Allerdings, so liest man in dem spannenden Buch "Plagiat" von Philipp Theisohn, ist "die bloße Analogie zweier Texte [ ... ] noch lange kein Plagiat". Vielmehr formuliert Theisohn für seine Literaturgeschichte der Plagiate drei Thesen. Danach gehören zu einem Plagiat drei Beteiligte: Neben dem Plagiierten auch der Plagiator und die Öffentlichkeit. Plagiate entstehen zweitens dadurch, dass man sich von ihnen erzählt. Und schließlich verhandeln Plagiate "ein 'inneres' Verhältnis von Text und Autor". Auf der Grundlage dieser Thesen wendet sich Theisohn seinen literarischen Beispielen zu. Er beginnt mit Aristophanes' "Wolken" und kommt im letzten Kapitel unter dem Titel "Copy/Paste: Das Plagiat im digitalen Schatten" in der Gegenwart an.

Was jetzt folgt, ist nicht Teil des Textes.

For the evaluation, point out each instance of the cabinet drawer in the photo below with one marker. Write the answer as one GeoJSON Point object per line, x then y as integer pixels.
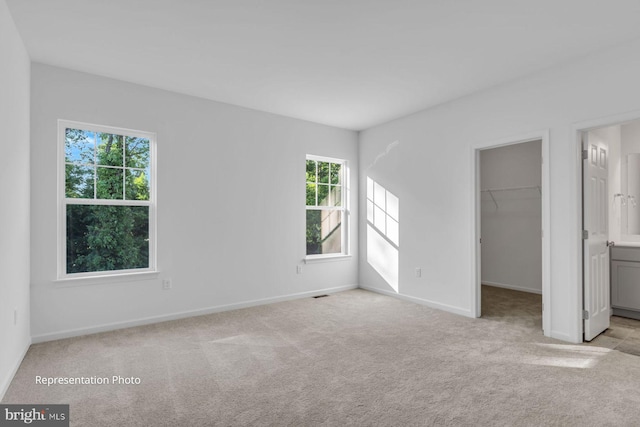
{"type": "Point", "coordinates": [621, 253]}
{"type": "Point", "coordinates": [625, 285]}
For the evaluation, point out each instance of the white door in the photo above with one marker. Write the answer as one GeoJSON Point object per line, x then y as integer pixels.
{"type": "Point", "coordinates": [596, 224]}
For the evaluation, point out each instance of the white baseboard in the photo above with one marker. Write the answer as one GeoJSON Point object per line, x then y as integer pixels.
{"type": "Point", "coordinates": [6, 382]}
{"type": "Point", "coordinates": [512, 287]}
{"type": "Point", "coordinates": [428, 303]}
{"type": "Point", "coordinates": [181, 315]}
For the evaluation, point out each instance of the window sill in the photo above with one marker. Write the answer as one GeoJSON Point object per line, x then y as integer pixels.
{"type": "Point", "coordinates": [326, 258]}
{"type": "Point", "coordinates": [107, 278]}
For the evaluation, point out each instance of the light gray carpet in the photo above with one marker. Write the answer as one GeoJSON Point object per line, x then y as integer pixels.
{"type": "Point", "coordinates": [353, 358]}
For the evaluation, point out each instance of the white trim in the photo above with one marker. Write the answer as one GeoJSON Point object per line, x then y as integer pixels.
{"type": "Point", "coordinates": [576, 257]}
{"type": "Point", "coordinates": [428, 303]}
{"type": "Point", "coordinates": [6, 382]}
{"type": "Point", "coordinates": [62, 201]}
{"type": "Point", "coordinates": [476, 278]}
{"type": "Point", "coordinates": [512, 287]}
{"type": "Point", "coordinates": [81, 279]}
{"type": "Point", "coordinates": [183, 314]}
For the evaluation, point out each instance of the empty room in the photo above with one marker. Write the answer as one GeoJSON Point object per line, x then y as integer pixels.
{"type": "Point", "coordinates": [248, 212]}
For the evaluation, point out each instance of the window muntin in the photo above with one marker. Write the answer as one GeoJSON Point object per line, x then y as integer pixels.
{"type": "Point", "coordinates": [107, 217]}
{"type": "Point", "coordinates": [325, 205]}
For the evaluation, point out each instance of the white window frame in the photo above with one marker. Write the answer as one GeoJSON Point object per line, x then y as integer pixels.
{"type": "Point", "coordinates": [344, 208]}
{"type": "Point", "coordinates": [63, 202]}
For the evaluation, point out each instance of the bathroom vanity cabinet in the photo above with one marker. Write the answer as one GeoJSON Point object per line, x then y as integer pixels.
{"type": "Point", "coordinates": [625, 281]}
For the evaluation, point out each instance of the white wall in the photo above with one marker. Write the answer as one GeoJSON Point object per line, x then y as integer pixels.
{"type": "Point", "coordinates": [429, 168]}
{"type": "Point", "coordinates": [629, 135]}
{"type": "Point", "coordinates": [511, 240]}
{"type": "Point", "coordinates": [231, 197]}
{"type": "Point", "coordinates": [14, 188]}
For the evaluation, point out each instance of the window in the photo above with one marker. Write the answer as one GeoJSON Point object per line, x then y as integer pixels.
{"type": "Point", "coordinates": [326, 213]}
{"type": "Point", "coordinates": [107, 200]}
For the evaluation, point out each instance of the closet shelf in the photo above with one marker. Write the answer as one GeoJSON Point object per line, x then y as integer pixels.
{"type": "Point", "coordinates": [495, 190]}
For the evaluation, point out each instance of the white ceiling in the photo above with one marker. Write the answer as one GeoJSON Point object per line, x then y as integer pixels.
{"type": "Point", "coordinates": [346, 63]}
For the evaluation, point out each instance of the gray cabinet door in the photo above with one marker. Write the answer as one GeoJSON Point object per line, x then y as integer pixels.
{"type": "Point", "coordinates": [625, 285]}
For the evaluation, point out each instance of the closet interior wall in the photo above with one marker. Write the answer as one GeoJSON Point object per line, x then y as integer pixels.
{"type": "Point", "coordinates": [511, 216]}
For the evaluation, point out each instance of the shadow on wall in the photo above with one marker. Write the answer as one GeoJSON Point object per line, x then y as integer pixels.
{"type": "Point", "coordinates": [383, 232]}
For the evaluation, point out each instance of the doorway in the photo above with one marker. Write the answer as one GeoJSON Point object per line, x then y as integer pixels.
{"type": "Point", "coordinates": [610, 219]}
{"type": "Point", "coordinates": [511, 248]}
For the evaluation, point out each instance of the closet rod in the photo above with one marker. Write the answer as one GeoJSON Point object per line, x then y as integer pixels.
{"type": "Point", "coordinates": [491, 190]}
{"type": "Point", "coordinates": [530, 187]}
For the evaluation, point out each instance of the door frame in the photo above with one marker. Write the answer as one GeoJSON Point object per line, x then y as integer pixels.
{"type": "Point", "coordinates": [576, 131]}
{"type": "Point", "coordinates": [476, 251]}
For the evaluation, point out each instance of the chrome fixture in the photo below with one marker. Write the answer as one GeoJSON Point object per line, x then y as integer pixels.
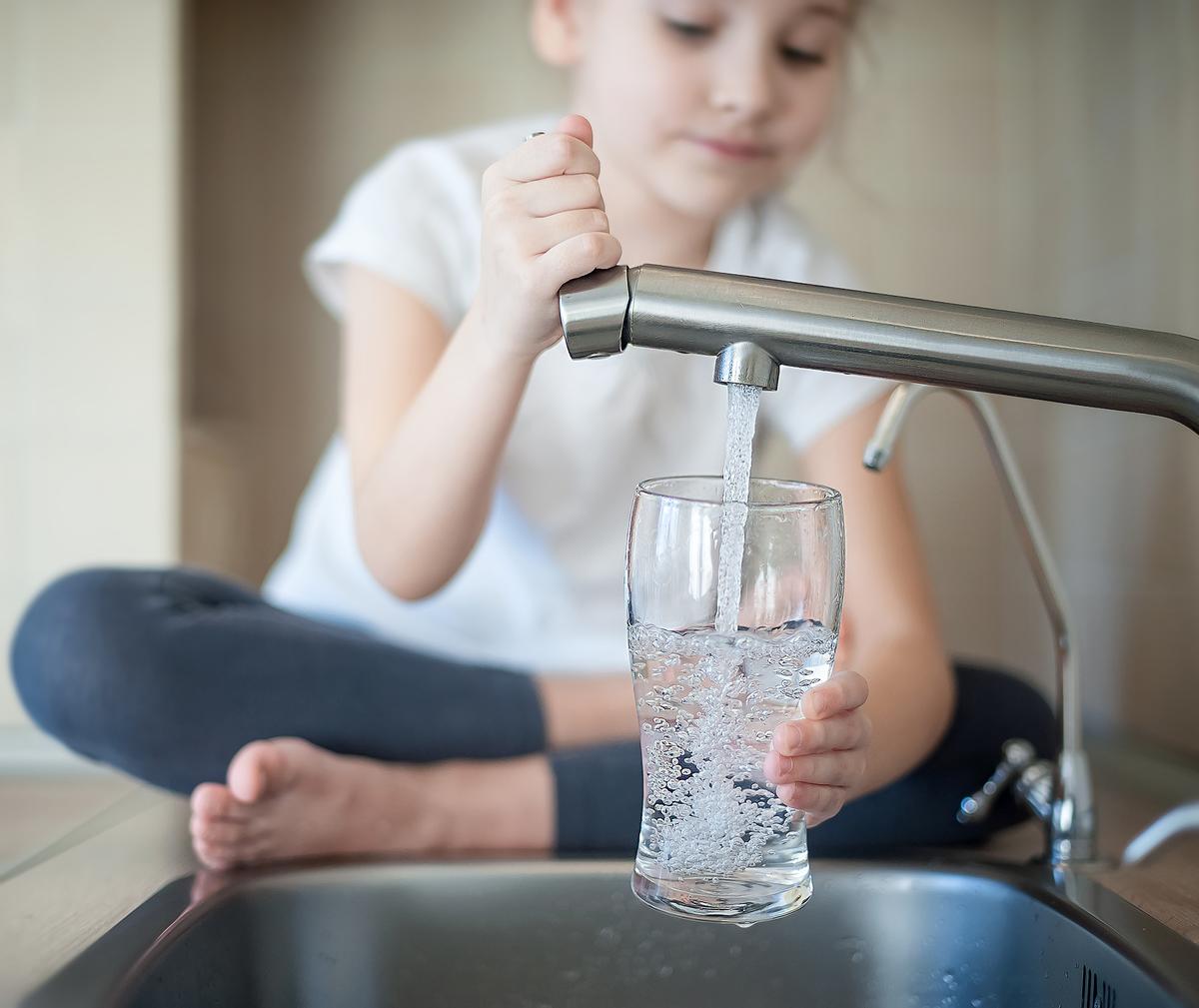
{"type": "Point", "coordinates": [1059, 795]}
{"type": "Point", "coordinates": [902, 338]}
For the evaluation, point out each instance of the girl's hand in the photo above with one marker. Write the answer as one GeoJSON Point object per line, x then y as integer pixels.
{"type": "Point", "coordinates": [544, 224]}
{"type": "Point", "coordinates": [818, 762]}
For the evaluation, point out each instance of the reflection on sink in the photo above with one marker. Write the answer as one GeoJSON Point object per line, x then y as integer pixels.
{"type": "Point", "coordinates": [535, 934]}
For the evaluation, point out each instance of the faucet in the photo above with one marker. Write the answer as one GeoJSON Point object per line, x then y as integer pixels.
{"type": "Point", "coordinates": [1060, 796]}
{"type": "Point", "coordinates": [752, 326]}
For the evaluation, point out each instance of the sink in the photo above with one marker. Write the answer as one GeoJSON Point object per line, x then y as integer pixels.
{"type": "Point", "coordinates": [932, 934]}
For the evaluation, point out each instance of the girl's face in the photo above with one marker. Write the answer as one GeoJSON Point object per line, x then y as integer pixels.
{"type": "Point", "coordinates": [704, 102]}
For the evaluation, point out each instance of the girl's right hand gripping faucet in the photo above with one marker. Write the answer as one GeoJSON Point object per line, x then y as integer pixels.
{"type": "Point", "coordinates": [544, 224]}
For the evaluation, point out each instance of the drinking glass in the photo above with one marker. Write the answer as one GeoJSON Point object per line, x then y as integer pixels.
{"type": "Point", "coordinates": [716, 841]}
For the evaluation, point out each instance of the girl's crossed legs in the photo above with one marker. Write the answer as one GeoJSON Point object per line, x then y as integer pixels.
{"type": "Point", "coordinates": [331, 741]}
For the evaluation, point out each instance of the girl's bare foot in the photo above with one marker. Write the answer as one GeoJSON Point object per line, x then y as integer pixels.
{"type": "Point", "coordinates": [287, 798]}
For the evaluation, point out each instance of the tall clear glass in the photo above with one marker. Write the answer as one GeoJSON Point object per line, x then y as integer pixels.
{"type": "Point", "coordinates": [716, 841]}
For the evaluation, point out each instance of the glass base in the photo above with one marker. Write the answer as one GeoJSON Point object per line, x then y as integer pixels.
{"type": "Point", "coordinates": [743, 898]}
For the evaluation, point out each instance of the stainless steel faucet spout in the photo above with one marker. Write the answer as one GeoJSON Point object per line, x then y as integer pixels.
{"type": "Point", "coordinates": [900, 338]}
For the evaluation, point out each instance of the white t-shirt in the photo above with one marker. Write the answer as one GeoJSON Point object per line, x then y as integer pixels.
{"type": "Point", "coordinates": [544, 587]}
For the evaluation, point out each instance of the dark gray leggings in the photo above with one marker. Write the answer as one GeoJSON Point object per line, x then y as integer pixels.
{"type": "Point", "coordinates": [166, 673]}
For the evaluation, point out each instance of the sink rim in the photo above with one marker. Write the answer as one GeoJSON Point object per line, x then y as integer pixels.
{"type": "Point", "coordinates": [119, 959]}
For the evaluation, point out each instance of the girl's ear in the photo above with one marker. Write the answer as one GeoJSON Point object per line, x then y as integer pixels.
{"type": "Point", "coordinates": [556, 31]}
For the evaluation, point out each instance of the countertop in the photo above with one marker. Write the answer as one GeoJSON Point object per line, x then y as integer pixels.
{"type": "Point", "coordinates": [89, 861]}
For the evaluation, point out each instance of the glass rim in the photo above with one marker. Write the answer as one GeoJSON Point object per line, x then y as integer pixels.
{"type": "Point", "coordinates": [828, 497]}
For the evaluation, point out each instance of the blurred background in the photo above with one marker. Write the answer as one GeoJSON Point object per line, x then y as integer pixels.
{"type": "Point", "coordinates": [167, 380]}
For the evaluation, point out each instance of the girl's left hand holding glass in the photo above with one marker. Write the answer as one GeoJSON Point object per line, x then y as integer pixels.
{"type": "Point", "coordinates": [819, 761]}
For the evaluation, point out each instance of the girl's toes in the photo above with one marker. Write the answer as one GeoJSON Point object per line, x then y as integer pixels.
{"type": "Point", "coordinates": [215, 801]}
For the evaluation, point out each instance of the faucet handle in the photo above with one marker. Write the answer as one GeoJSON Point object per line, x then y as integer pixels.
{"type": "Point", "coordinates": [1018, 755]}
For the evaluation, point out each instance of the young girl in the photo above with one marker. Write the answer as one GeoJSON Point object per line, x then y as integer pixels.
{"type": "Point", "coordinates": [444, 664]}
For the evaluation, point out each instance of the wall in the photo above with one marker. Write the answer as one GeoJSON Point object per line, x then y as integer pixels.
{"type": "Point", "coordinates": [1022, 155]}
{"type": "Point", "coordinates": [88, 293]}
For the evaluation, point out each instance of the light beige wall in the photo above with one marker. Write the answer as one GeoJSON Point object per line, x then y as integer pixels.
{"type": "Point", "coordinates": [1043, 157]}
{"type": "Point", "coordinates": [88, 292]}
{"type": "Point", "coordinates": [1023, 155]}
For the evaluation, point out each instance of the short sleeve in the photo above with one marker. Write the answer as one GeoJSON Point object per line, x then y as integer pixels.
{"type": "Point", "coordinates": [809, 403]}
{"type": "Point", "coordinates": [407, 221]}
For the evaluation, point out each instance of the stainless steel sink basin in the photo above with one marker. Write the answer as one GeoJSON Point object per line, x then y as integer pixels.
{"type": "Point", "coordinates": [563, 933]}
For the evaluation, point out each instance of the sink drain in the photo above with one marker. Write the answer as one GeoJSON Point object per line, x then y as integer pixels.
{"type": "Point", "coordinates": [1096, 993]}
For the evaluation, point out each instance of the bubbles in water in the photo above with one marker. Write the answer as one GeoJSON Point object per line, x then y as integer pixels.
{"type": "Point", "coordinates": [708, 810]}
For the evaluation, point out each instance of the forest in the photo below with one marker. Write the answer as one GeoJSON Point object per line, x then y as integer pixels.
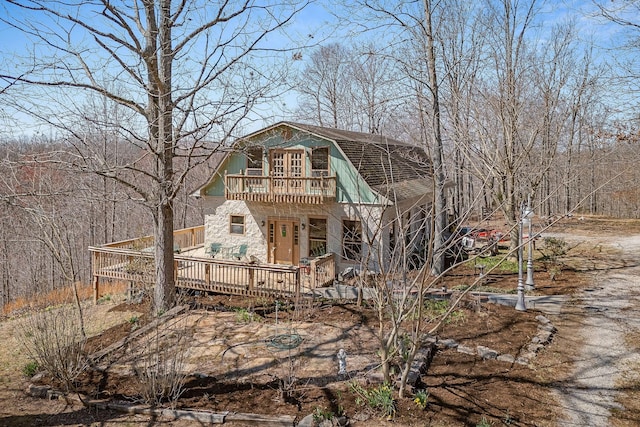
{"type": "Point", "coordinates": [112, 115]}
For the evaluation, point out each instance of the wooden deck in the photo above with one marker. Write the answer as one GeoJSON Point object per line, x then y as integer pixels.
{"type": "Point", "coordinates": [131, 261]}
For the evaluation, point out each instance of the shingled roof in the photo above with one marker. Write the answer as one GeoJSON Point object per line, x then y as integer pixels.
{"type": "Point", "coordinates": [384, 163]}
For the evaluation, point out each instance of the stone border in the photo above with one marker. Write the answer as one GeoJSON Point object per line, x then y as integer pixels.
{"type": "Point", "coordinates": [544, 336]}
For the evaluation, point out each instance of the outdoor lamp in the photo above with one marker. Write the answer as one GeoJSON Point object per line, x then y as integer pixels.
{"type": "Point", "coordinates": [520, 304]}
{"type": "Point", "coordinates": [528, 219]}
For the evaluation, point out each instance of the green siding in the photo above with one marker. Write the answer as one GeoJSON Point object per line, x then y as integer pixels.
{"type": "Point", "coordinates": [350, 187]}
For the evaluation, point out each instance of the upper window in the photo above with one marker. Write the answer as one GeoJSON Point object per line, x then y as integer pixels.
{"type": "Point", "coordinates": [320, 161]}
{"type": "Point", "coordinates": [351, 240]}
{"type": "Point", "coordinates": [254, 161]}
{"type": "Point", "coordinates": [236, 225]}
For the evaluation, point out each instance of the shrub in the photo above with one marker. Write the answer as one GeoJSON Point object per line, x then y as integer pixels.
{"type": "Point", "coordinates": [421, 399]}
{"type": "Point", "coordinates": [30, 369]}
{"type": "Point", "coordinates": [54, 340]}
{"type": "Point", "coordinates": [161, 368]}
{"type": "Point", "coordinates": [380, 399]}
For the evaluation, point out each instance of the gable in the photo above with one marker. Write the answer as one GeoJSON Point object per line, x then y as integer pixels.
{"type": "Point", "coordinates": [368, 168]}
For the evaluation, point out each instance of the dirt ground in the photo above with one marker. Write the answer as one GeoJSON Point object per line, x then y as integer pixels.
{"type": "Point", "coordinates": [235, 362]}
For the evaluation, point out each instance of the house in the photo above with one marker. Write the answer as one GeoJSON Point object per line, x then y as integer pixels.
{"type": "Point", "coordinates": [292, 192]}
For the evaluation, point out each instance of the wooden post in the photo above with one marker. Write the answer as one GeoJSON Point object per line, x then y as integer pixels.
{"type": "Point", "coordinates": [251, 278]}
{"type": "Point", "coordinates": [96, 288]}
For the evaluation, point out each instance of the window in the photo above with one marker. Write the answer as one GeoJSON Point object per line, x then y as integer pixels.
{"type": "Point", "coordinates": [254, 161]}
{"type": "Point", "coordinates": [317, 237]}
{"type": "Point", "coordinates": [351, 240]}
{"type": "Point", "coordinates": [237, 224]}
{"type": "Point", "coordinates": [320, 161]}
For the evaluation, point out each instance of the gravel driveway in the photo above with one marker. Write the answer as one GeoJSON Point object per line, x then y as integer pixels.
{"type": "Point", "coordinates": [602, 316]}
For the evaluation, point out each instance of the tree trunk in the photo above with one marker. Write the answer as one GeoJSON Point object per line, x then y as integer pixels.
{"type": "Point", "coordinates": [440, 201]}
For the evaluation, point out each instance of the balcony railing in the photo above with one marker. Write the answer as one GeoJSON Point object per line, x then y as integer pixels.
{"type": "Point", "coordinates": [309, 190]}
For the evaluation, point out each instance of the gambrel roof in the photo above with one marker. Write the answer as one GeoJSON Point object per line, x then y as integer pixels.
{"type": "Point", "coordinates": [386, 164]}
{"type": "Point", "coordinates": [392, 169]}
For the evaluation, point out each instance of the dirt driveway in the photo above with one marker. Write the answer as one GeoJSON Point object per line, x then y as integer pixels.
{"type": "Point", "coordinates": [603, 325]}
{"type": "Point", "coordinates": [587, 376]}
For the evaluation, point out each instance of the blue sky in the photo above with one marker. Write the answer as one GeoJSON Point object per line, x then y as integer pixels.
{"type": "Point", "coordinates": [314, 21]}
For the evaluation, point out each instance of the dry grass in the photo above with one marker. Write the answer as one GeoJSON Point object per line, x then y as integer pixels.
{"type": "Point", "coordinates": [58, 297]}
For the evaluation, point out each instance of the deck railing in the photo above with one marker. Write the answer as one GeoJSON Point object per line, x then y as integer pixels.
{"type": "Point", "coordinates": [182, 239]}
{"type": "Point", "coordinates": [309, 190]}
{"type": "Point", "coordinates": [132, 262]}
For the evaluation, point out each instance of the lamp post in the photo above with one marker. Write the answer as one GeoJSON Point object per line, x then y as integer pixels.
{"type": "Point", "coordinates": [520, 304]}
{"type": "Point", "coordinates": [528, 218]}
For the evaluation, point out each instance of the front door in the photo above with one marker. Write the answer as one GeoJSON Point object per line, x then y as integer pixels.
{"type": "Point", "coordinates": [284, 241]}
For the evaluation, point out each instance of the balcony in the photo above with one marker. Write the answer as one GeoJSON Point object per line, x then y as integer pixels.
{"type": "Point", "coordinates": [305, 190]}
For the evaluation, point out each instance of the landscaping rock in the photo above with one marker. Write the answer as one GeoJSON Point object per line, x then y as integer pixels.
{"type": "Point", "coordinates": [466, 350]}
{"type": "Point", "coordinates": [448, 343]}
{"type": "Point", "coordinates": [542, 319]}
{"type": "Point", "coordinates": [506, 358]}
{"type": "Point", "coordinates": [39, 391]}
{"type": "Point", "coordinates": [486, 353]}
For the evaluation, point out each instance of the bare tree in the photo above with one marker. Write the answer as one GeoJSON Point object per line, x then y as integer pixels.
{"type": "Point", "coordinates": [188, 72]}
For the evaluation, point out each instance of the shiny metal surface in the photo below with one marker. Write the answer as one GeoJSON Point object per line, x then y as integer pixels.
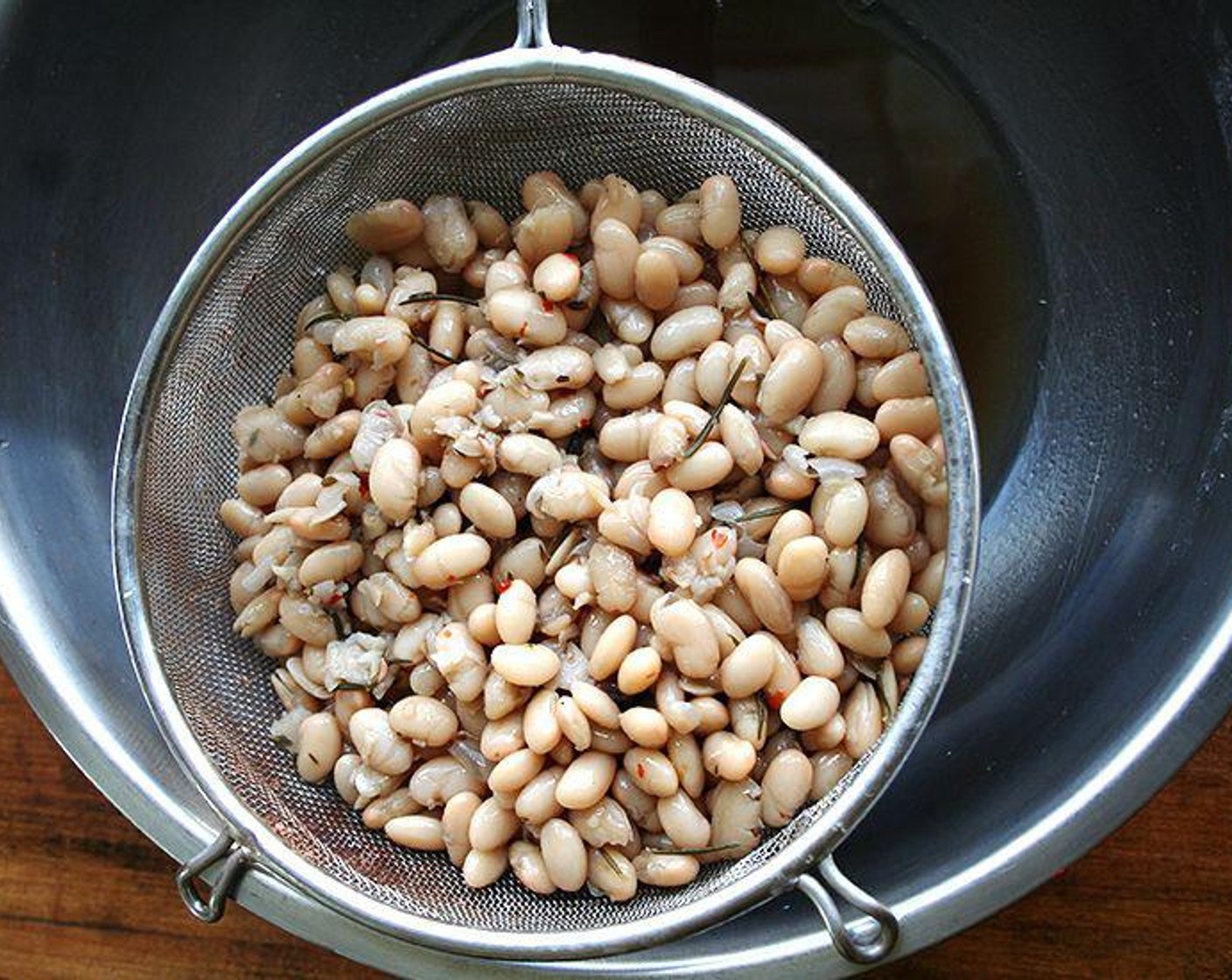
{"type": "Point", "coordinates": [1060, 178]}
{"type": "Point", "coordinates": [229, 306]}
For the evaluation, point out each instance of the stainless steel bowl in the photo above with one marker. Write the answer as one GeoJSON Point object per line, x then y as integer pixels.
{"type": "Point", "coordinates": [1060, 180]}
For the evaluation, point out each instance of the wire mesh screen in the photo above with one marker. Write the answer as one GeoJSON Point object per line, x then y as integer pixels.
{"type": "Point", "coordinates": [238, 340]}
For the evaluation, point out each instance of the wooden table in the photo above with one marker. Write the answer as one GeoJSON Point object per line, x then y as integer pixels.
{"type": "Point", "coordinates": [83, 894]}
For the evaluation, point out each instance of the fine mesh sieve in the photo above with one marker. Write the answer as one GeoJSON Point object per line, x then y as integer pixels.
{"type": "Point", "coordinates": [472, 130]}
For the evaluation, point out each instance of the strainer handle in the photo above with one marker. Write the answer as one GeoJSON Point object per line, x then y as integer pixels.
{"type": "Point", "coordinates": [532, 30]}
{"type": "Point", "coordinates": [211, 908]}
{"type": "Point", "coordinates": [860, 941]}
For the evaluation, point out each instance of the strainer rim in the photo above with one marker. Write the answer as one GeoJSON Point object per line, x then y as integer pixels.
{"type": "Point", "coordinates": [631, 77]}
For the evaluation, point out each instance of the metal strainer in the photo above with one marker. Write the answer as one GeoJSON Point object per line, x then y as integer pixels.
{"type": "Point", "coordinates": [473, 130]}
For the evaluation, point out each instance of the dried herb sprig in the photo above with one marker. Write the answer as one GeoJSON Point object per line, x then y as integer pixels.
{"type": "Point", "coordinates": [434, 352]}
{"type": "Point", "coordinates": [766, 512]}
{"type": "Point", "coordinates": [434, 298]}
{"type": "Point", "coordinates": [711, 850]}
{"type": "Point", "coordinates": [718, 407]}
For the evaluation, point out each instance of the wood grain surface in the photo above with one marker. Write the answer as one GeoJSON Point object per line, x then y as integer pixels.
{"type": "Point", "coordinates": [83, 894]}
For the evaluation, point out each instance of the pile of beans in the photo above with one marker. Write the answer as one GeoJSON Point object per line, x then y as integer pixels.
{"type": "Point", "coordinates": [592, 546]}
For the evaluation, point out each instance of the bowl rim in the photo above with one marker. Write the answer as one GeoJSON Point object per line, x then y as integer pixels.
{"type": "Point", "coordinates": [518, 66]}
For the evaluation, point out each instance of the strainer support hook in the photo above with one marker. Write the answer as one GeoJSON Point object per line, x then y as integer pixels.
{"type": "Point", "coordinates": [211, 908]}
{"type": "Point", "coordinates": [532, 31]}
{"type": "Point", "coordinates": [861, 941]}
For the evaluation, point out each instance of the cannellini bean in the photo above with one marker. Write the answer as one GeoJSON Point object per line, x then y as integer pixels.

Es geht beim Plagiat um das Verhältnis zweier Texte vor dem Hintergrund einer Öffentlichkeit; einer Öffentlichkeit, deren Verhältnis zu dem, was sie unter einem "Original" versteht, historischen Wandlungen unterliegt. In Senecas "Bienengleichnis" wird ein Loblied auf die Nachahmung (imitatio) gesungen. Im Zeitalter der Aufklärung hingegen wird dem Autor der Besitz an geistigem Eigentum per Gesetz garantiert. Doch ist das Wissen erst einmal in der Welt, liegt es in Form eines Buches vor, dann "gehört es allen", die damit ganz unterschiedlich umgehen. Wer darüber streitet, dass sein Text das Original und der des anderen ein Plagiat ist, der meldet Alleinvertretungsansprüche an. Indem Texte dadurch ins Gespräch kommen, wird aber das Plagiat erst erzeugt – obwohl es doch aus der Welt geschaffen werden sollte.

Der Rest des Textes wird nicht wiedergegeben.